I regularly drive past buildings that were once churches and are now homes and reception centres. Once vibrant congregations gradually declined to where they could no longer pay the bills. In most cases, they had enough cash to pay severances and leave a small legacy. In a sense, that’s the Presbyterian Record. After years of declining subscription and advertising revenue, despite valiant efforts to find new methods of sustainability, the corporation reached the point where windup was the only responsible move.

But the similarity ends there. The congregation of a dying church has a leaky roof, a mouldy basement, cobwebs and falling plaster. It looks old and it smells old. Not the Record. As if to spite the decline, its staff in recent years have continued to perform like athletes and artists in their prime. I can say this as a fellow journalist—because it’s always in the blood—that they produce awe-inspiring work. They will continue to do so until the final edition, despite working under notice of termination.

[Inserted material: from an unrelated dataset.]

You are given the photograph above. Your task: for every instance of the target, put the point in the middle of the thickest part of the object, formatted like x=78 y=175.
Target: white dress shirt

We pulled the plug on a beautiful thing.

The September meeting of the board of directors, where the decision was made, was short and to the point. The discussions had already taken place.

The windup committee had done its job. At one point, it grew deadly silent.

“We don’t know what to say,” came the quiet voice from one director.

At the final service of a local congregation a few years ago, I told the congregation that for every church we close, let us vow to plant a new one. Easily said. But where will these athletes and musicians perform their journalistic wonder?

Like walking into a congregation, opening the Record produced familiar faces, always with something fresh to say, perhaps a new voice or two, something to think about, laugh about, get angry about. I always came away feeling a little more hopeful, much like a good, healthy Christ-centred community.

Soon, that will be gone. And in its place? Scattered voices.

Yet we are reformed and always reforming. Unlike the engineer or architect, we don’t see the vision. We are the workers, receiving daily instruction. And we operate with this in mind: “This is the rock on which I will put together my church, a church so expansive with energy that not even the gates of hell will be able to keep it out.” Matthew 16:18 (The Message)

About Andrew Cornell

Rev. Andrew Cornell is pastor at St. Andrew's Desden, Ont and a director of Presbyterian Record Inc.